Negroni was a total novice to the sport.

“I really didn’t think I could do it,” Negroni said. “I was afraid I was going to fall. I thought the hurdle was really high. I didn’t think I had the right technique. I thought it was all wrong. I sort of galloped over it.”

Mazzolla saw promise.

“After we started working on it together, she just got better and better,” Mazzolla said. “I’d say she was a natural.”

In her first meet, Negroni finished third behind two girls from Lyndhurst, but Mazzolla knew that he had something special.

“I could sense that she had the knack of it,” Mazzolla said. “From that first race on, she’s been incredible.”

You can say that.

That’s because the total newcomer blazed the trail in the hurdles for the entire outdoor track season, improving with every stride.

In the 400-meter intermediate hurdles, Negroni won the gold medal at the Bergen County Seat meet at Mahwah in late April. She then followed up that performance by winning the gold medal at the Bergen County Championships earlier this month with a time of 67.9. She was then second at the Bergen County Meet of Champions, running in 65.5 and captured the NJSIAA Non-Public B state sectional championship in 65.8.

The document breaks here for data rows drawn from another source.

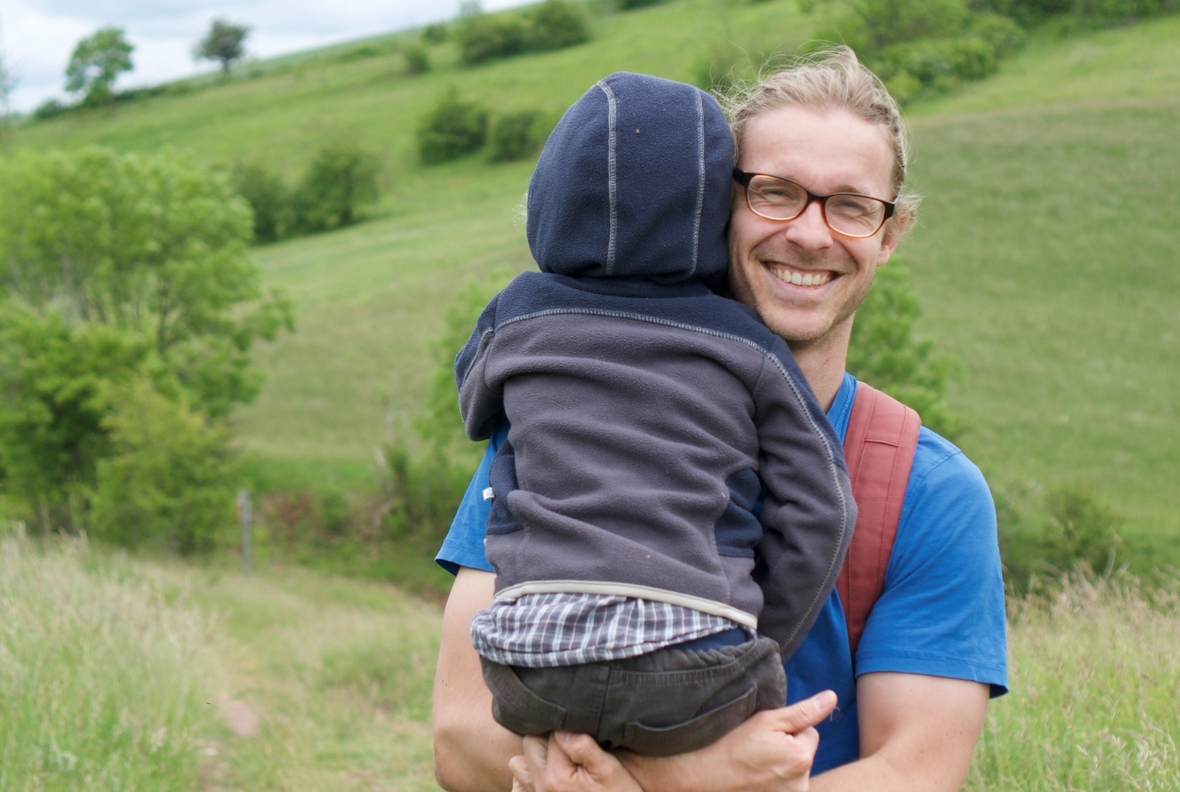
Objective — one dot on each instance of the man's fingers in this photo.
(522, 777)
(582, 750)
(535, 760)
(804, 714)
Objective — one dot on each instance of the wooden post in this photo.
(246, 512)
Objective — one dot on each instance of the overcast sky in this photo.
(38, 36)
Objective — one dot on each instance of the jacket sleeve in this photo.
(807, 508)
(480, 407)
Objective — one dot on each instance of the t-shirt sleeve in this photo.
(942, 612)
(464, 543)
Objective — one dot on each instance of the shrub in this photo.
(489, 37)
(515, 136)
(340, 181)
(269, 200)
(50, 109)
(1055, 532)
(57, 383)
(885, 353)
(452, 129)
(418, 59)
(166, 480)
(436, 33)
(557, 24)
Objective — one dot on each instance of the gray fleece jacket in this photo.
(663, 443)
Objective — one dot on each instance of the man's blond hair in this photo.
(832, 79)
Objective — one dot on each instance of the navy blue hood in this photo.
(635, 182)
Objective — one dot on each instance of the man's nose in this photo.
(808, 229)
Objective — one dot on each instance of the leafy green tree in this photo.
(224, 41)
(515, 136)
(557, 24)
(151, 244)
(453, 128)
(56, 390)
(166, 479)
(7, 84)
(269, 198)
(885, 353)
(340, 181)
(96, 63)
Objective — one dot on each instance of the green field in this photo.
(130, 675)
(1046, 259)
(141, 675)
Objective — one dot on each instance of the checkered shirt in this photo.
(543, 630)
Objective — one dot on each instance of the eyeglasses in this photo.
(849, 214)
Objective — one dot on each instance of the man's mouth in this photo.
(799, 277)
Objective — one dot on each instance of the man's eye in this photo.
(851, 205)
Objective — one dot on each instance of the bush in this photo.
(166, 480)
(885, 353)
(340, 181)
(436, 33)
(515, 136)
(57, 383)
(452, 129)
(418, 59)
(557, 24)
(50, 109)
(268, 197)
(484, 37)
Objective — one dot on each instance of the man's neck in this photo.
(823, 361)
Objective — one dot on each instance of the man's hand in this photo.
(569, 763)
(771, 752)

Last weekend, at the overall NJSIAA Non-Public B state championships in South Plainfield, Negroni appeared headed to a state title.

“She had a good start and as she’s running around, I looked at the stop watch and she’s going to break her own record,” Mazzolla said. “She just cleared the ninth hurdle. I looked down at the stop watch and I looked up and she was on the ground. She fell. She was crushing the field, but she still got up and finished second.”

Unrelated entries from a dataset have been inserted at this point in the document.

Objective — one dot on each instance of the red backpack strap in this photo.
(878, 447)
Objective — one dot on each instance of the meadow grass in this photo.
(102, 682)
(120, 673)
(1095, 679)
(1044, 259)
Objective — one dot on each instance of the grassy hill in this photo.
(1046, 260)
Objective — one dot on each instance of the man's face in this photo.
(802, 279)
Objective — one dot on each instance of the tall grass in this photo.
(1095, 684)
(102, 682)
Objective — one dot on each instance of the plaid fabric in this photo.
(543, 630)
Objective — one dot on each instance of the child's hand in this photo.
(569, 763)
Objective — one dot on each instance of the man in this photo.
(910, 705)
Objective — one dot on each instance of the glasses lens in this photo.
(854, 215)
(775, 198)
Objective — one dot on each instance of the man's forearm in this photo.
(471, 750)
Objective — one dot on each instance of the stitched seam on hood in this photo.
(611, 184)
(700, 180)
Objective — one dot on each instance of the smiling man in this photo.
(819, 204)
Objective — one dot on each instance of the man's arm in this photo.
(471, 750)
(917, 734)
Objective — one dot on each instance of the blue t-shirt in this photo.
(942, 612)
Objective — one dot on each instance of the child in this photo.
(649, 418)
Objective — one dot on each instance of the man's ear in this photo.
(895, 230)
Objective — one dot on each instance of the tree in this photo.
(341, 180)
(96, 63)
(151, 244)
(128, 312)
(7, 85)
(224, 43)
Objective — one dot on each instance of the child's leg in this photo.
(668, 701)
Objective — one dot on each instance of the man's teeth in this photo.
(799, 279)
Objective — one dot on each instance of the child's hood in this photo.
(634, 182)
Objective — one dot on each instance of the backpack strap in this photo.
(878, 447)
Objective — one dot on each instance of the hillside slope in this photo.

For good measure, Negroni also finished fourth in the high jump and sixth in the 100-meter high hurdles, meaning that she has now qualified for the NJSIAA Meet of Champions this week in three different events.

Not bad for a freshman with no experience whatsoever.

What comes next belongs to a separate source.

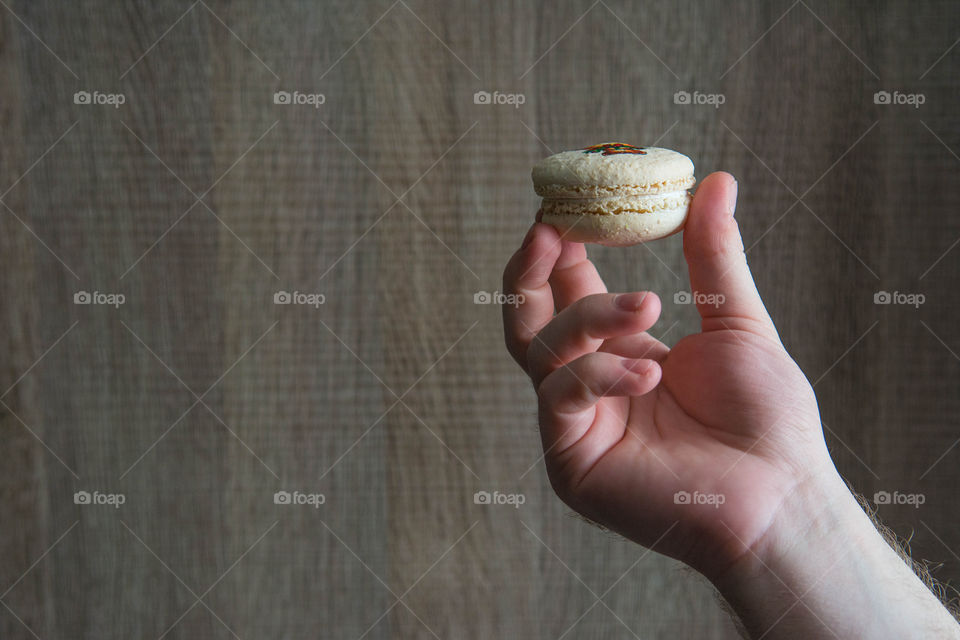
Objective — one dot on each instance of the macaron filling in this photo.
(615, 204)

For her efforts, Negroni has been selected as The Observer Athlete of the Week for the past week.

“I never thought I’d be this good, especially in the hurdles,” Negroni said. “It’s been an awesome experience. It’s really too amazing to believe. I’ve only been training two months and look what has happened. Considering my experience, I can’t believe this.”

And she becomes the first QP athlete to qualify for the Meet of Champions in three events since superstar and former Observer Female Athlete of the Year Janine Davis did it in 2005.

“That’s really cool,” Negroni said. “I didn’t know that.”

Negroni will try to compete in all three events at the Meet of Champions. That alone will be a feat in itself. She’s now determined to become an even better competitor in track and field.

“I definitely want to improve a lot and I’d love to compete in track in college,” Negroni said.

It’s nice to have goals, but it’s still an astounding three years away. Instant success will do that to you.

“I knew I’d probably be a sprinter, because I knew I wasn’t any good in long events,” Negroni said. “I really didn’t know how good I’d be.”

How good? Try state sectional champion good.

“I’ve had a lot of girls with natural ability, but Natalie is beyond that,” Mazzolla said. “She’s a legitimate track athlete. I tell her all the time that she can do anything. She’s starting to understand her potential now. I think track is her sport and her potential in track is endless. Her future is limitless. It is remarkable that she doesn’t realize it.”

“He tells me that all the time,” Negroni said. “I realize now what I’ve done.”

And in all honesty, what she can still do. This is a star on the rise.